The Convent is a wonderful place - just what I was looking for for some personal quiet days & only 10 minutes drive away.The gardens were full of spring hope & the welcome from the Sisters could not have been warmer. Though even with several months notice it was not possible for all PCC members to attend, we got some useful work done as we began to consider the health of our churches. I found the experience of completing the "healthy church" survey distinctly sobering as the realisation dawned once again that, as priest to these communities, so much responsibilty rests with me - but it was so good to begin to think about this together. I hope there will be time to continue to reflect on the pictures that emerged & to to see what we can do to answer more fully our calling as the Body of Christ in our two communities. Perhaps not surprisingly, both churches recognise that we are specially weak at sharing our faith - though I guess that there may need to be a bit more stirring up of the gifts that are in us before either congregation feels bold enough to believe that we really have someting worth sharing. Lots to think about in my nest on the sofa.

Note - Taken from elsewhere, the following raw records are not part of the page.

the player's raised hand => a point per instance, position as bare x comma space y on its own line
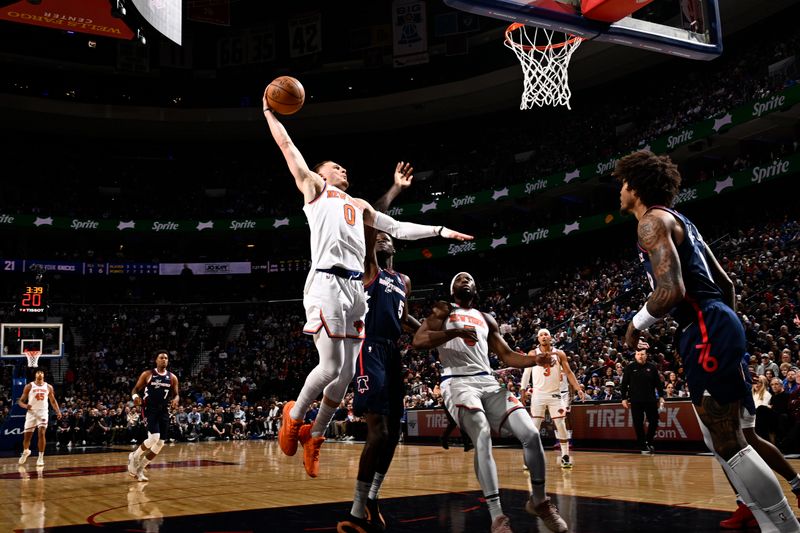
403, 174
448, 233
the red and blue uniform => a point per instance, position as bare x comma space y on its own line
379, 373
711, 337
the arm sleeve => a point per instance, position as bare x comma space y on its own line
404, 230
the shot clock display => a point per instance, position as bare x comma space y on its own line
33, 300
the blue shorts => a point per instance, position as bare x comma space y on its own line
713, 349
378, 382
157, 421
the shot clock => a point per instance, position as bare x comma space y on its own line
33, 300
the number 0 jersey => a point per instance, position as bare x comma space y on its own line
386, 299
337, 232
461, 356
157, 391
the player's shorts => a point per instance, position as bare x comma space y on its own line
379, 379
157, 421
479, 393
713, 348
336, 303
554, 403
566, 400
35, 419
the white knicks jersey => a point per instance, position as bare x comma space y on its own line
38, 396
546, 380
337, 231
462, 357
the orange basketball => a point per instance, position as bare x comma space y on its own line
285, 95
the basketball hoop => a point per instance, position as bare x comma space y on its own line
545, 64
33, 357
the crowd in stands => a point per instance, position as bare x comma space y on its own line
242, 180
237, 390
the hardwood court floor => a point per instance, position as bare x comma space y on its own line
252, 486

I think that everyone felt the day had been worthwhile & my suggestion that we make this an annual event on the first Saturday in Lent was well received - so I booked there and then. For me personally, what blew me away completely was the generous hospitality that allowed me, an Anglican woman, to preside at the Eucharist in the chapel of this RC house. I didn't attempt to robe, & the demarcation of roles between President, Deacon & de facto SubDeacon was a liturgical mess - but the experience of breaking bread at that altar is someing I'll carry with me as the most unlooked for blessing at the end of a difficult week.